To enable debugging for embedded Python code in AIMMS, you can use the debugpy library. Add the following snippet to your singleton file:

import os
if os.getenv("PYAIMMS_DEBUG"):
    import debugpy
    debugpy.listen(("0.0.0.0", 5678))
    print("Debug server has been opened on 0.0.0.0:5678")

Then in for example VS Code you can make the following launch configuration:

{
    "name": "Attach to Embedded Python",
    "type": "python",
    "request": "attach",
    "connect": {
        "host": "localhost",
        "port": 5678
    }
}

This will start a debug server on port 5678 (specify the port you want) when the PYAIMMS_DEBUG environment variable is set. You can then attach a debugger (such as VS Code) to this port for interactive debugging. You can attach and detach the debugger while the server is running.

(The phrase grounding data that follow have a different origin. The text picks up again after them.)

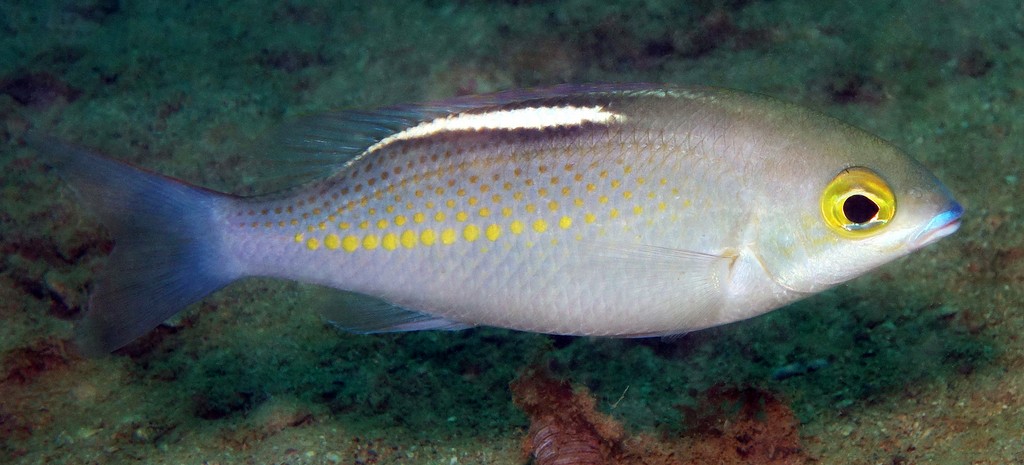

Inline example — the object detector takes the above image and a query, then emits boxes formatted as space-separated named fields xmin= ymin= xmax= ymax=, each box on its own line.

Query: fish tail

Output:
xmin=28 ymin=133 xmax=241 ymax=355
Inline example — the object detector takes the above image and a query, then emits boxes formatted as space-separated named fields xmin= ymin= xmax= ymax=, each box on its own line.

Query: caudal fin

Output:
xmin=29 ymin=134 xmax=241 ymax=354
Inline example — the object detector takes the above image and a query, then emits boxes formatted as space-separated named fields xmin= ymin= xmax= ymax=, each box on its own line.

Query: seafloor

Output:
xmin=1 ymin=1 xmax=1022 ymax=464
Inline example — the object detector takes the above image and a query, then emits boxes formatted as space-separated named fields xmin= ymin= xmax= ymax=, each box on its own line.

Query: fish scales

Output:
xmin=228 ymin=93 xmax=746 ymax=336
xmin=31 ymin=84 xmax=962 ymax=353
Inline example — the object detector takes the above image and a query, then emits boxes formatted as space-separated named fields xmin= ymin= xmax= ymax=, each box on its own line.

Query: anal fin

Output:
xmin=317 ymin=289 xmax=473 ymax=334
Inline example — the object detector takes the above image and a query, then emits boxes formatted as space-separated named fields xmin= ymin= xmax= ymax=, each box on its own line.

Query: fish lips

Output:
xmin=910 ymin=202 xmax=964 ymax=248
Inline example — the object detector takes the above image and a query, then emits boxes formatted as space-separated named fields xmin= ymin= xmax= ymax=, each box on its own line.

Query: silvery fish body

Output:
xmin=32 ymin=84 xmax=962 ymax=353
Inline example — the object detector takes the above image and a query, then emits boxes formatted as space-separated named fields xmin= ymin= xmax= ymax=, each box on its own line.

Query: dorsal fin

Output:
xmin=247 ymin=83 xmax=662 ymax=193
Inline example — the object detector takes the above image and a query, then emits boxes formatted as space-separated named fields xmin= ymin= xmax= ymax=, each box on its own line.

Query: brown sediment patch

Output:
xmin=2 ymin=338 xmax=77 ymax=385
xmin=512 ymin=366 xmax=812 ymax=465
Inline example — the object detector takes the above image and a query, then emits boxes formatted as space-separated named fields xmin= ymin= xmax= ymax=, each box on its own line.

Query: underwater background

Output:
xmin=1 ymin=0 xmax=1022 ymax=463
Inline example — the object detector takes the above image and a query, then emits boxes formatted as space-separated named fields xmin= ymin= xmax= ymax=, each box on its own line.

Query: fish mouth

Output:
xmin=910 ymin=202 xmax=963 ymax=248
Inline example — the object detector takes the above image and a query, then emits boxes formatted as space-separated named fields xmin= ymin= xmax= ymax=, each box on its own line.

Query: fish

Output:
xmin=29 ymin=84 xmax=963 ymax=354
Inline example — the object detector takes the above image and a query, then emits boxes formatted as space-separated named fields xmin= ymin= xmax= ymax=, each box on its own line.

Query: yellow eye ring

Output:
xmin=820 ymin=167 xmax=895 ymax=238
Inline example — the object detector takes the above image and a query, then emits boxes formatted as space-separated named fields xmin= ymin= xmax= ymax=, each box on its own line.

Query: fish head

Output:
xmin=750 ymin=124 xmax=962 ymax=295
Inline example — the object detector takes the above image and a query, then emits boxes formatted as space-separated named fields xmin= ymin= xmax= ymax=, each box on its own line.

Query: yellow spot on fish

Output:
xmin=446 ymin=199 xmax=456 ymax=209
xmin=533 ymin=219 xmax=548 ymax=233
xmin=599 ymin=195 xmax=609 ymax=204
xmin=660 ymin=178 xmax=668 ymax=185
xmin=386 ymin=205 xmax=395 ymax=213
xmin=294 ymin=232 xmax=304 ymax=243
xmin=343 ymin=235 xmax=360 ymax=252
xmin=324 ymin=234 xmax=341 ymax=250
xmin=548 ymin=201 xmax=559 ymax=211
xmin=359 ymin=221 xmax=369 ymax=229
xmin=538 ymin=188 xmax=548 ymax=197
xmin=633 ymin=206 xmax=643 ymax=215
xmin=395 ymin=215 xmax=407 ymax=226
xmin=657 ymin=202 xmax=666 ymax=211
xmin=526 ymin=203 xmax=537 ymax=213
xmin=559 ymin=216 xmax=572 ymax=229
xmin=377 ymin=219 xmax=389 ymax=229
xmin=382 ymin=233 xmax=398 ymax=250
xmin=363 ymin=235 xmax=379 ymax=250
xmin=610 ymin=208 xmax=620 ymax=219
xmin=574 ymin=198 xmax=584 ymax=207
xmin=401 ymin=230 xmax=417 ymax=248
xmin=457 ymin=188 xmax=466 ymax=197
xmin=501 ymin=207 xmax=512 ymax=217
xmin=413 ymin=212 xmax=425 ymax=223
xmin=435 ymin=212 xmax=446 ymax=222
xmin=339 ymin=222 xmax=350 ymax=230
xmin=586 ymin=183 xmax=596 ymax=192
xmin=561 ymin=186 xmax=571 ymax=196
xmin=510 ymin=220 xmax=525 ymax=234
xmin=456 ymin=211 xmax=469 ymax=222
xmin=623 ymin=191 xmax=633 ymax=199
xmin=306 ymin=237 xmax=320 ymax=250
xmin=468 ymin=196 xmax=478 ymax=206
xmin=463 ymin=224 xmax=480 ymax=242
xmin=584 ymin=213 xmax=596 ymax=224
xmin=611 ymin=179 xmax=621 ymax=188
xmin=367 ymin=208 xmax=376 ymax=216
xmin=441 ymin=228 xmax=456 ymax=245
xmin=421 ymin=229 xmax=437 ymax=246
xmin=513 ymin=192 xmax=524 ymax=201
xmin=479 ymin=207 xmax=491 ymax=217
xmin=486 ymin=224 xmax=501 ymax=241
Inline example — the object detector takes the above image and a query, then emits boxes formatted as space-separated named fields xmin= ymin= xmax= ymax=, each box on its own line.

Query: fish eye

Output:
xmin=820 ymin=167 xmax=895 ymax=237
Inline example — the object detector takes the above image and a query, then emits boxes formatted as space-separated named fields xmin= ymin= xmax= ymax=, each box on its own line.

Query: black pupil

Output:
xmin=843 ymin=194 xmax=879 ymax=224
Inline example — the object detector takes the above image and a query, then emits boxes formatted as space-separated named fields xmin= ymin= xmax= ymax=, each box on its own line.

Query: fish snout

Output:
xmin=910 ymin=201 xmax=963 ymax=248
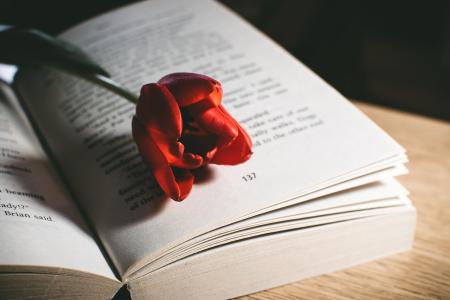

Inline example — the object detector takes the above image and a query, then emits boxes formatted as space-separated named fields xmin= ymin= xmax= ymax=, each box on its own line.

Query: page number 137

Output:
xmin=242 ymin=172 xmax=256 ymax=182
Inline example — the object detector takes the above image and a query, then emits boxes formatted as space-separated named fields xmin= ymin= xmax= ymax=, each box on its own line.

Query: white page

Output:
xmin=0 ymin=84 xmax=116 ymax=280
xmin=247 ymin=161 xmax=407 ymax=216
xmin=140 ymin=197 xmax=411 ymax=277
xmin=127 ymin=169 xmax=408 ymax=274
xmin=16 ymin=0 xmax=405 ymax=276
xmin=168 ymin=178 xmax=409 ymax=254
xmin=132 ymin=180 xmax=409 ymax=276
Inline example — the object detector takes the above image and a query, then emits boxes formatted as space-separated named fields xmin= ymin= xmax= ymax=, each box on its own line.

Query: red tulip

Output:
xmin=132 ymin=73 xmax=252 ymax=201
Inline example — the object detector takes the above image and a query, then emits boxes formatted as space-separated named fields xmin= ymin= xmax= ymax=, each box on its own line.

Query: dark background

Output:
xmin=1 ymin=0 xmax=449 ymax=121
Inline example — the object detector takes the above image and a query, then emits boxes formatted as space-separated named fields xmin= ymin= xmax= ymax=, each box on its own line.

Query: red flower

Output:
xmin=132 ymin=73 xmax=252 ymax=201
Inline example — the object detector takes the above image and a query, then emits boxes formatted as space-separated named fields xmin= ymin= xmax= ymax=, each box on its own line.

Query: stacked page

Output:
xmin=1 ymin=0 xmax=415 ymax=299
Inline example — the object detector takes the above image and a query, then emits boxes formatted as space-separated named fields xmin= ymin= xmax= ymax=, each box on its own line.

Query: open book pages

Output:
xmin=1 ymin=0 xmax=415 ymax=298
xmin=0 ymin=83 xmax=121 ymax=297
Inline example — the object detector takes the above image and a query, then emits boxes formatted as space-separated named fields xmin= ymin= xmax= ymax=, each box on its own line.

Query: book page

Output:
xmin=15 ymin=0 xmax=404 ymax=276
xmin=0 ymin=83 xmax=116 ymax=280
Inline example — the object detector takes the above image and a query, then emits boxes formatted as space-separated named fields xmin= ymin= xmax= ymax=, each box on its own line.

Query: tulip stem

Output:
xmin=87 ymin=73 xmax=139 ymax=105
xmin=47 ymin=66 xmax=140 ymax=105
xmin=0 ymin=26 xmax=140 ymax=104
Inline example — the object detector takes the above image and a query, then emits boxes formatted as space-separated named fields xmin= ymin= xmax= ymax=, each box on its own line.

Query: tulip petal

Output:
xmin=179 ymin=130 xmax=218 ymax=163
xmin=188 ymin=105 xmax=239 ymax=148
xmin=172 ymin=168 xmax=194 ymax=201
xmin=158 ymin=73 xmax=222 ymax=107
xmin=132 ymin=117 xmax=194 ymax=201
xmin=169 ymin=143 xmax=204 ymax=169
xmin=149 ymin=136 xmax=204 ymax=169
xmin=137 ymin=83 xmax=204 ymax=169
xmin=211 ymin=106 xmax=252 ymax=165
xmin=137 ymin=83 xmax=182 ymax=140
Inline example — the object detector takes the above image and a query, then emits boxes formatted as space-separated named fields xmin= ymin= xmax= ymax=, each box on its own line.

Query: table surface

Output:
xmin=239 ymin=101 xmax=450 ymax=300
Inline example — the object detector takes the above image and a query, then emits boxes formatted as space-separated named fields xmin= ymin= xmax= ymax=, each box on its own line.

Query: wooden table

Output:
xmin=240 ymin=102 xmax=450 ymax=300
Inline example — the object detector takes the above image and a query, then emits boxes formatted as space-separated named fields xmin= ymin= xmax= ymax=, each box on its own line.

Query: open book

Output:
xmin=0 ymin=0 xmax=416 ymax=299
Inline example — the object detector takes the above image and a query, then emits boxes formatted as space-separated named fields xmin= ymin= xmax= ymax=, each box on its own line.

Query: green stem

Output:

Steps: 1. Ensure debugpy is listed in your pyproject.toml dependencies. 2. Set the environment variable PYAIMMS_DEBUG=1 before running your AIMMS project. 3. Add the code snippet above to your Python entry point or singleton file. 4. Attach your debugger to localhost:5678 from your IDE.

Note: This approach works for embedded Python and allows you to set breakpoints, inspect variables, and step through code interactively.

Note

  • Python identifier access is case-sensitive. If you get an attribute error, check the identifier name in your AIMMS model.

  • The script path for run_python_script is always relative to your AIMMS project directory.

  • Multiprocessing will work differently because this has Python embedded in AIMMS. The result of this is that you can only use threading and multiprocessing will not work or only if configured correctly.

  • AIMMS projects using pyaimms cannot be closed and reopened within the IDE, because Python cannot be fully destructed and reinitialized in the same session. If you need to restart the project, close the AIMMS IDE completely and reopen it.

  • If you change your model for example by adding new identifiers, you need to call get_model() again to update the model in Python.